Por fim vamos comparar o personagem de Shylock com dois personagens igualmente mesquinhos nas obras de Charles Dickens, um dos quais é cristão e o outro judeu. Ebenezer Scrooge é uma figura tão central em Um Conto de Natal - baixar aquique não sentiríamos que a obra havia sido violada indevidamente se recebesse o novo título de "O Avarento"(2). Por outro lado, a figura de Fagin em Oliver Twist - baixar aqui - não é um personagem central, embora importante, o que tornaria a mudança do título para "A Tragédia de Fagin" um absurdo. Shylock tem mais em comum com Fagin do que com Scrooge(3). Ele não é o personagem central da peça, nem está presente em nada além de um sentido periférico em dois dos três pontos focais da trama.

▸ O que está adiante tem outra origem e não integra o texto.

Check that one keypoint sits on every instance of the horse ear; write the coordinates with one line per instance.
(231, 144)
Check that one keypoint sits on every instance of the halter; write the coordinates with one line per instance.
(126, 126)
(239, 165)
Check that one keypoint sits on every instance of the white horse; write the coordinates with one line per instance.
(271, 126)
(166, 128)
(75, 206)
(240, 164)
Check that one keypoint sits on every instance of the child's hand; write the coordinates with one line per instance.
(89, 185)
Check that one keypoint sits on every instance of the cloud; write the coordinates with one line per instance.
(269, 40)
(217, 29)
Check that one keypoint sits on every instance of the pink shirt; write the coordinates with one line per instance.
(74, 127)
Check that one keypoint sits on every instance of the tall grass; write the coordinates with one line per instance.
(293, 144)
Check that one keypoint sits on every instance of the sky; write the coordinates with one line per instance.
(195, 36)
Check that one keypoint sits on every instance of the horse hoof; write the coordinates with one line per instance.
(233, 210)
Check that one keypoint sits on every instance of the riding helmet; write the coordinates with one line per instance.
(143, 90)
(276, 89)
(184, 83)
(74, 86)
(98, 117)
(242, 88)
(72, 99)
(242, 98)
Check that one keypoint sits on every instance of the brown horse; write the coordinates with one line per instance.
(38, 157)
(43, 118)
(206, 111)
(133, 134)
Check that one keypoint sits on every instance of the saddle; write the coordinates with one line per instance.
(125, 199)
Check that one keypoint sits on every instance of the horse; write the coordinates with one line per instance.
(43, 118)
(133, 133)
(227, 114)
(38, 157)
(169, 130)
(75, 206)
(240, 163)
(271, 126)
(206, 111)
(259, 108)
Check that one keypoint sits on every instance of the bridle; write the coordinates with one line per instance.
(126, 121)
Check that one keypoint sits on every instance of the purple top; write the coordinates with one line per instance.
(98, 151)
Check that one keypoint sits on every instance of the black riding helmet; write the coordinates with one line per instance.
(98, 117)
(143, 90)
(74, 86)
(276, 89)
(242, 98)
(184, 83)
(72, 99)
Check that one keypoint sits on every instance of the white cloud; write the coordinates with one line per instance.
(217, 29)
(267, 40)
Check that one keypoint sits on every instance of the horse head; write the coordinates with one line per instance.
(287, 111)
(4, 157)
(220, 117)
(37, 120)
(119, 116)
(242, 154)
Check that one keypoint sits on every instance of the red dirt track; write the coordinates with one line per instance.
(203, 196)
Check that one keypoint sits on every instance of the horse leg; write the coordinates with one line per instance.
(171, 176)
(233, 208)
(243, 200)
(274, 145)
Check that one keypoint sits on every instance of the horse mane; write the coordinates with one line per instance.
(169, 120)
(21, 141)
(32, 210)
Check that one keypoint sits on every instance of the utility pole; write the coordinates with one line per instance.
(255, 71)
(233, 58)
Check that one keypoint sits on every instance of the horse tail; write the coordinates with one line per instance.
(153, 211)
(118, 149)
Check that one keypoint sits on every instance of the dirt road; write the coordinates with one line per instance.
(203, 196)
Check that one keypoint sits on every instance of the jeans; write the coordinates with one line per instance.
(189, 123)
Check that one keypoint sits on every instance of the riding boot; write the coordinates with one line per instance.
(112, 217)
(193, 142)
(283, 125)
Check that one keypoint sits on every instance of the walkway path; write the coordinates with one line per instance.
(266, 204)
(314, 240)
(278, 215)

Ele precisa ser colocado em seu lugar para que possamos ver a comédia que Shakespeare escreveu e não a caricatura da tragédia que os críticos erigiram em seu lugar.

Por: Joseph Pearce

Original em inglês: Crisis Magazine


Notas:

(1) - Shylock, um judeu rico e agiota, pai de Jéssica

(2) - N.T.: A bem da verdade, em Portugal o conto teve como um de seus títulos "O Natal do Avarento"

(3) - Scrooge, um rabugento homem de negócios em Londres, sovina, solitário, sem sentimentos, sem nenhuma compaixão, fechado para o mundo, sem laços familiares, só pensa no lucro, só pensa em realizar bons negócios.